Thymoma, a tumor originating from thymic epithelial cells, is one of the most common tumors in the anterior mediastinum. The annual incidence of this disease is approximately 0.2 to 0.5 per million per year, predominantly affecting adult patients [1, 2]. While various treatment options exist, surgery remains the primary treatment for thymoma, especially for localized thymomas, where surgical resection is the preferred approach [3, 4]. Recent studies have shown that patients with recurrent thymoma can achieve significant survival benefits from reoperative surgery, further emphasizing the central role of surgery in the management of thymoma [5].

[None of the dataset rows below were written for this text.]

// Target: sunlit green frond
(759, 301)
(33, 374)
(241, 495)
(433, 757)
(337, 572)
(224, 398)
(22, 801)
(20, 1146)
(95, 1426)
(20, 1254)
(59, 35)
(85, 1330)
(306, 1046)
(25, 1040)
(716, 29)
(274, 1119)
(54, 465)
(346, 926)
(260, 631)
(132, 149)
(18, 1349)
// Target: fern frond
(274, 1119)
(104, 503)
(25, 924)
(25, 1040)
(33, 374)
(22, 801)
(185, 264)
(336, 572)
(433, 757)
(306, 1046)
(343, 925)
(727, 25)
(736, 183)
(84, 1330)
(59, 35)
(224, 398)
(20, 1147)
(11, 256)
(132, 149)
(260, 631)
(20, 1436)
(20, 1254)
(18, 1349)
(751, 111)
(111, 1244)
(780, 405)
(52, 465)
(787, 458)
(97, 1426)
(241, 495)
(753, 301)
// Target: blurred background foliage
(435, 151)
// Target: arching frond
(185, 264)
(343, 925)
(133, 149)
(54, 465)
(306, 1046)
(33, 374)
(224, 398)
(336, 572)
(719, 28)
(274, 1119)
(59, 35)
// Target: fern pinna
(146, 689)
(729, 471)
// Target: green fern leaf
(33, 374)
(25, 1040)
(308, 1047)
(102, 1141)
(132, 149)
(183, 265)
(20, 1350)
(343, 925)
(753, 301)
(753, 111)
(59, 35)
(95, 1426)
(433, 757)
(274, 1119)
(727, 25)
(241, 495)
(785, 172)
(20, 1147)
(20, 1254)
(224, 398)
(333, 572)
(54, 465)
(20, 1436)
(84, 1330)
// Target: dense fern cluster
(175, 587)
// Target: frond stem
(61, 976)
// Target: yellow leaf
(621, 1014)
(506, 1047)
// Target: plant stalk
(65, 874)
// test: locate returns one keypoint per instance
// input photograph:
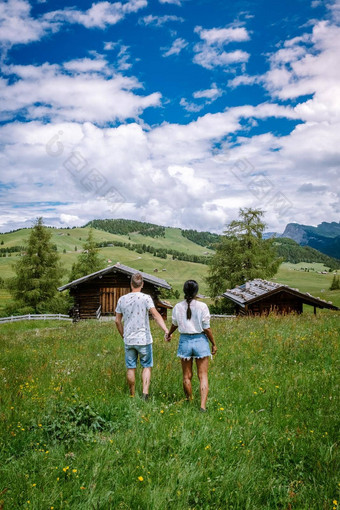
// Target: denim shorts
(193, 346)
(143, 351)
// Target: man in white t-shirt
(134, 309)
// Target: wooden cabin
(260, 297)
(97, 294)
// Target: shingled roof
(158, 282)
(255, 290)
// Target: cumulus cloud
(79, 90)
(212, 166)
(17, 26)
(207, 96)
(211, 53)
(222, 35)
(174, 2)
(99, 15)
(159, 21)
(210, 94)
(177, 46)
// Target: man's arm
(209, 334)
(119, 324)
(159, 319)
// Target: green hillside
(174, 271)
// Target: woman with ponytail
(192, 318)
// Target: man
(134, 308)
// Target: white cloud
(211, 94)
(208, 96)
(190, 106)
(211, 53)
(159, 21)
(174, 2)
(214, 57)
(17, 26)
(243, 79)
(195, 175)
(79, 90)
(220, 36)
(177, 46)
(100, 15)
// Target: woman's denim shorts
(193, 346)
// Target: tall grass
(71, 437)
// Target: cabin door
(109, 297)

However, despite the efficacy of surgical treatment in controlling the tumor and extending patient survival in most cases, the management of patients with malignant thymoma and concurrent or previous extrathymic malignancies (PMTEMs) remains a significant clinical challenge [5]. As patients age and accumulate other carcinogenic factors, they are increasingly susceptible to developing a second malignancy, even after receiving radiotherapy or chemotherapy [4, 6]. Adding to this complexity, some patients are diagnosed with extrathymic malignancies (e.g., breast cancer) before their thymoma diagnosis, further complicating treatment decisions [7, 8]. Unfortunately, there is limited research on the impact of surgery on the prognosis of PMTEMs. Therefore, it is essential to investigate the clinical significance of surgery in these complex cases.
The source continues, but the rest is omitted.